The government’s decision to allow industries to partially resume operations is a much appreciated move, especially for the construction and building material industry which employs nearly 50 million people and contributes to about 8% of the country’s GDP. In fact, the move has come at a right time as any further delay would have pushed the sector into a deep slump requiring few years to return to near normalcy.

Prior to the lockdown, the building materials industry was witnessing a steady growth. The sector was expected to register a 5% to 10% growth this fiscal. Initiatives like housing for all, setting up of dedicated freight corridors, metro rail projects; AMRUT, smart Cities and upgradation of roadways was fuelling this growth. Additionally the government’s thrust on improving the real estate sector by setting up a 25,000 crore alternative investment fund (AIF) and reducing the GST on under construction properties was also boosting the demand for building materials in India. Now with this unexpected turn of events due to Covid-19 spread, the growth trajectory has slowed down.

The government’s recent announcement has brought back the optimism to some extent. However, allowing partial functioning of industries alone will not be enough to revive the sector. The sector is currently grappling with a multitude of issues such as lack of seamless logistics network owing to which the transportation of raw and produced material has come to a halt. The other biggest concern is slow growth of demand. The building material industry is dependent on the construction and infrastructure development activities. The lack of clarity of business continuity across sectors and the resultant delay in construction activities have impacted the industry. Most of the manufacturing units are not fully automated and manual processes are dependent on human workforce, hence operating with 33% manpower is again an issue.
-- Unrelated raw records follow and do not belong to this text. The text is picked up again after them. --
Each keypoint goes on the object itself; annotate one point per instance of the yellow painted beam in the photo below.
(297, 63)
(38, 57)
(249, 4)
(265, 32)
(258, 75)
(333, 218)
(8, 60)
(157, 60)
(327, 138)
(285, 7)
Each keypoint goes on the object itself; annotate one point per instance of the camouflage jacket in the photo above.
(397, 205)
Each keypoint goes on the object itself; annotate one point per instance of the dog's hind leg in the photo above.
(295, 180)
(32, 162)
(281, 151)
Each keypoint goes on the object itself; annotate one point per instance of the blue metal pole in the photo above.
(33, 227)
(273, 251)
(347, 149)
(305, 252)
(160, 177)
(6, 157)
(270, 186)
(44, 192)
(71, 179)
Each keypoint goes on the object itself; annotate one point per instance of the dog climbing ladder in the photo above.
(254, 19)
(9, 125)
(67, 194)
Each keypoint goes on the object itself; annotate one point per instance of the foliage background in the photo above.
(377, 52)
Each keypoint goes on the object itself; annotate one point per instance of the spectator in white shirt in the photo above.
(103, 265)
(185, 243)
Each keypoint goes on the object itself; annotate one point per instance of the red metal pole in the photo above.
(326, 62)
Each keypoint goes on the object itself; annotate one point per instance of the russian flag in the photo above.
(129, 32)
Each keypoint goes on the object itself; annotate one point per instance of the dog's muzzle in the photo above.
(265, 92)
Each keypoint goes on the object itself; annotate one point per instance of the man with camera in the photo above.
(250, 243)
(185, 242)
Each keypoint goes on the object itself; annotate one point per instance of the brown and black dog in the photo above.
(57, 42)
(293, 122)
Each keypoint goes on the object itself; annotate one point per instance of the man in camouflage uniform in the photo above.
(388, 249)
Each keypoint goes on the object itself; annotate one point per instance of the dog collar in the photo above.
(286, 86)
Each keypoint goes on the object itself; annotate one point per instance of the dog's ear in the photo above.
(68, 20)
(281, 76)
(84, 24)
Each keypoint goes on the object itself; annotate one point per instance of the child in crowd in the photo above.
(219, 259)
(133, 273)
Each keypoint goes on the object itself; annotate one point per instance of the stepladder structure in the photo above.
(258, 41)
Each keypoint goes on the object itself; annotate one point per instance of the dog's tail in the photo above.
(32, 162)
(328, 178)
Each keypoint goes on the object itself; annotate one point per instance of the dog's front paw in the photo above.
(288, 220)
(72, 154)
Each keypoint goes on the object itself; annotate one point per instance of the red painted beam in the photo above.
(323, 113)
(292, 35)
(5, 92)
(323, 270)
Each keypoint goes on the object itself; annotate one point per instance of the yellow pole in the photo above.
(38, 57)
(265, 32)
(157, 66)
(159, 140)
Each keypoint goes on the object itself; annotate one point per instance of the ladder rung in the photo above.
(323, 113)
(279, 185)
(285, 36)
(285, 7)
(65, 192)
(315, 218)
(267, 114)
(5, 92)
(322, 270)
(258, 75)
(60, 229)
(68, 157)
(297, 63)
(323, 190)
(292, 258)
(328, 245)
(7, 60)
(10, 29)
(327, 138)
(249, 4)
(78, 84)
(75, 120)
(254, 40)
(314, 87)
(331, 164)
A significant number of industries as well as customers operate with the help of migrant workforce, who either have returned to their hometown or are in the process of heading back to their native places. The lack of manpower is also slowing the sector’s recovery. Having said that, it does not mean the industry will not bounce back.

The industry can get its mojo back and bridge the gap that COVID19 lockdown has created with a comprehensive intervention. Firstly, the government should extend financial support by providing additional working capital to players in the sector for at least a year. As the demand will take another 3-4 months to return to normalcy, most of the companies would choose to operate at 40% to 50% capacity, however, the fixed cost burden may continue to prevail. Partaking or reimbursing a part of this fixed cost (Employee and worker salaries, Interest on loans etc.) will ease this burden significantly. Another fixed cost that the sector has to bear and which has a significant impact is GST. Reduction in GST rates will also bring positivity. Currently some of the items like Cement & Sanitary Ware are taxed at 28%. It will also be prudent to look at a temporary tax reduction for other items like Ready Mix Concrete, uPVC Doors and Windows, Tiles etc., from 18% to 12% or 5%. Another key initiative that can improve the working capital flow is to release the backlog industrial incentives immediately. With timely implementation of these initiatives the construction and building materials industry will be able to quickly address the gap and move towards a steady growth curve in the second half of the year.

At Aparna Enterprises, we have resumed our operations across our manufacturing units across Andhra Pradesh and Telangana by adhering to the safety protocols. We have taken all the necessary precaution to ensure the well-being of our employees. Employees have been mandated to exercise social distancing and maintain all required hygiene protocols.